In light of what was to come with sexy prime time soaps in the 1970s, Motel was probably quite tame although at the time the benchmark for Aussie serials had been set with Bellbird, so the bar for controversy was pretty low.
The motel in the series was run by middle-aged couple Hal and Mary Gillian (Walter Sullivan and Brenda Senders). Their eldest son Rod (New Zealand actor Noel Trevarthen) ran an advertising agency but was somewhat dependent on his wife, Gaye (Jill Forster), the daughter of a wealthy businessman (Tony Bazell). Gaye was the typical soapie schemer who was frequently unfaithful to her husband.
The Gillians’ eldest daughter Liz (Gae Anderson) was secretary to a government minister, Paul Drennan (Brian James), and was also his mistress.
The younger Gillian son, Chris (Gregory Ross), was the rebellious teenager, mixing with the local gang led by Bruce Jackson (Harold Hopkins). Somewhat more stable was the second Gillian daughter, Sue (Janne Walmsley), married to the local chemist (played by Jack Thompson in his first TV acting role).
Other characters were motel employees Maria (Margot Reid) and Janie (Maggie Gray), motel owner Alec Evans (John Faasen) and church minister Reverend Larcombe (Ross Higgins).
But the show’s stand out was the local matriarch Bunty Creighton, played by 80-year Enid Lorimer, making her Australian TV debut. English-born Lorimer was an actress in Australian radio serials as far back as the 1920s. In the early 1950s, with television soon to come to Australia, she went back to her native England to learn television and stayed for over 10 years before returning to Australia in time for her 80th birthday.
Bunty was described as “acid-tongued, straight-shooting, opinionated, nosy and everything that goes to make up a character we will love, dislike and respect”. She was wealthy, sharp-witted and manipulative. Very much the typical soap opera nasty and in some respects compared to cantankerous Ena Sharples (Violet Carson) from Coronation Street.
Despite production being based in Sydney, Motel had its debut in Melbourne — appearing first on HSV7 on 13 May 1968 in tandem with another new Australian show, Marriage Confidential, which presented re-enactments of marriage counselling sessions loosely based on real-life cases. Motel was scheduled for 12.30pm to avoid any clash with Nine’s US soapie Days Of Our Lives. Motel then debuted in Sydney two weeks later and Brisbane in June. It was also picked up by some regional stations but despite its growing coverage it never really caught on with the viewers and was quietly dropped after 132 episodes.

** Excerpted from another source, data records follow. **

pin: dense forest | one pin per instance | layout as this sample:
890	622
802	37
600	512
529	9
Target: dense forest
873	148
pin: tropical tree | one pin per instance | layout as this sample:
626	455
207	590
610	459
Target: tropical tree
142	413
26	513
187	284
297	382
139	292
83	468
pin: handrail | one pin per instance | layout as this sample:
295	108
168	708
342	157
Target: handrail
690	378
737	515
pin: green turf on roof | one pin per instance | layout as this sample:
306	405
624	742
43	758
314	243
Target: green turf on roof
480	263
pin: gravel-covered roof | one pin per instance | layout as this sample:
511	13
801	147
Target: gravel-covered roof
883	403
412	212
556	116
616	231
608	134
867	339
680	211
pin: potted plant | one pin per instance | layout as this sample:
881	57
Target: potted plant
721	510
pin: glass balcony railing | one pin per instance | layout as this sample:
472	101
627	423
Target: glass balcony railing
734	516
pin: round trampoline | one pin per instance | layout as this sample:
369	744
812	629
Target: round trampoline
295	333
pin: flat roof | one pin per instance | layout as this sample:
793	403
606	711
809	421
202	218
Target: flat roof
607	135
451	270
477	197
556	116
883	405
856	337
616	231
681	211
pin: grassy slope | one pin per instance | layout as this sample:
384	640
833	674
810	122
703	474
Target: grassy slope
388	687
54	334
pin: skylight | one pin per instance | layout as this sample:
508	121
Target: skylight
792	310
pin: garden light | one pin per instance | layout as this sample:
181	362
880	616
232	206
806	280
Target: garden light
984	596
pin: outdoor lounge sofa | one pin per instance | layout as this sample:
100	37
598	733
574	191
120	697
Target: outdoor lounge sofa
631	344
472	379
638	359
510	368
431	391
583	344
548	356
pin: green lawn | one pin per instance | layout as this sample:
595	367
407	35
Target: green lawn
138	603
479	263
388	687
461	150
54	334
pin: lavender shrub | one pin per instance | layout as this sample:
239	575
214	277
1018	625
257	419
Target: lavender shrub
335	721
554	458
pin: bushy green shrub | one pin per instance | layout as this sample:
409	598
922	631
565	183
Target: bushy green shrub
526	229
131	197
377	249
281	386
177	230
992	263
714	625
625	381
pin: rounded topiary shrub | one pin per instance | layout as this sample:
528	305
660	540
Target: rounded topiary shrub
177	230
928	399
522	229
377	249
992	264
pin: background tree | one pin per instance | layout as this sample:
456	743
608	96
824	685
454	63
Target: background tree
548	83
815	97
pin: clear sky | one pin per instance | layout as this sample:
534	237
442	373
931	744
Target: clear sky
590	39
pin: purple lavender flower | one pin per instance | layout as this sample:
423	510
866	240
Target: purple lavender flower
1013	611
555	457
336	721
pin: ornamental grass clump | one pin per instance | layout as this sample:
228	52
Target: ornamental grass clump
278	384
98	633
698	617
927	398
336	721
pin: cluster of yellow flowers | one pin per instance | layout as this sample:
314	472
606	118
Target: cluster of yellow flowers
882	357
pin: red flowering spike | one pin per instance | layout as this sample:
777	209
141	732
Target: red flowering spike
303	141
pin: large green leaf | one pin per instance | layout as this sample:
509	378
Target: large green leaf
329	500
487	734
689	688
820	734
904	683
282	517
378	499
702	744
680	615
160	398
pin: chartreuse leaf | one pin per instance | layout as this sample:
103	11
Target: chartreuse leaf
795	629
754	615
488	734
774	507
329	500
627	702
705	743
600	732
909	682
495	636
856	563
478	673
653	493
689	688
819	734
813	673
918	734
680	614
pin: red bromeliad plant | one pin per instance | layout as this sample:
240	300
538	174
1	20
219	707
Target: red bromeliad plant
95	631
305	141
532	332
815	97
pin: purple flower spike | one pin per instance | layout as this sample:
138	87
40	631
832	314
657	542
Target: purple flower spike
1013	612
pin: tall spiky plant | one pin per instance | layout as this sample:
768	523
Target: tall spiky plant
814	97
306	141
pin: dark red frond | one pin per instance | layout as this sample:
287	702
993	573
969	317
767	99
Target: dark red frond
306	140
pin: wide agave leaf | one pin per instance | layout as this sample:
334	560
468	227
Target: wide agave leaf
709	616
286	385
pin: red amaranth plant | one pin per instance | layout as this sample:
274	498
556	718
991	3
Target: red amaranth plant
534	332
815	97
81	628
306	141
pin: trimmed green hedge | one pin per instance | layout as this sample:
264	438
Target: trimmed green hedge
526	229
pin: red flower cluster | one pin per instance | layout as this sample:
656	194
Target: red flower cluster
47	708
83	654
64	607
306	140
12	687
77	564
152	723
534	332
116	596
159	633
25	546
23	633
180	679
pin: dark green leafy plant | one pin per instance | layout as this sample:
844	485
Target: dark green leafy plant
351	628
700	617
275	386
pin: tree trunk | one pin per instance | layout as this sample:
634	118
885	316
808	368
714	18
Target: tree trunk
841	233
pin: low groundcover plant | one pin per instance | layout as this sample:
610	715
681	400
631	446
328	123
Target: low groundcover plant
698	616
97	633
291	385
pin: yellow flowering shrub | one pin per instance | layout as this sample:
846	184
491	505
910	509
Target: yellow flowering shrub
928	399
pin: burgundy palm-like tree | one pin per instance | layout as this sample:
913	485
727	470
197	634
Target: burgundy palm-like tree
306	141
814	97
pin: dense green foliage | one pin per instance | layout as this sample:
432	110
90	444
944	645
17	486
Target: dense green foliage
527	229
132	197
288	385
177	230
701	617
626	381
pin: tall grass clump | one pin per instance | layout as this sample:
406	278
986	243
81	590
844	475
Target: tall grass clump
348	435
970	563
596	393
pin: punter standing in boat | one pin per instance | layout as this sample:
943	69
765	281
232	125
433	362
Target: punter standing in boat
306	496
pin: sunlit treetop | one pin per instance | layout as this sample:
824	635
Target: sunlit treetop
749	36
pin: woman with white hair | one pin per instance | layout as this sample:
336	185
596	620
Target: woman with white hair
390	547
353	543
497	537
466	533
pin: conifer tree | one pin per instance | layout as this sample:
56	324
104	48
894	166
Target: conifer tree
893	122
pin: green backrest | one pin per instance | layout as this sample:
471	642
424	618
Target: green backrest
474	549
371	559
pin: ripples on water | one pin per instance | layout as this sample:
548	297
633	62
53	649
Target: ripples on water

Some of the actors certainly went on to greater things. Jack Thompson went on to a hugely successful career, particularly in movies, both in Australia and overseas.
Noel Trevarthen, Jill Forster, Greg Ross, Brian James, Enid Lorimer, Ross Higgins and Harold Hopkins all continued to appear in later TV series and productions.
The Seven Network had two other attempts to have an Australian-made daytime drama series. Until Tomorrow, starring Hazel Phillips, Babette Stephens and Barry Otto, was produced in Brisbane for the Reg Grundy Organisation but had only a short life in 1975, and The Power The Passion was produced at HSV7 in Melbourne for a brief run in 1989.
It seems Seven finally got the hint and has not pursued the ambition of a daytime series ever since.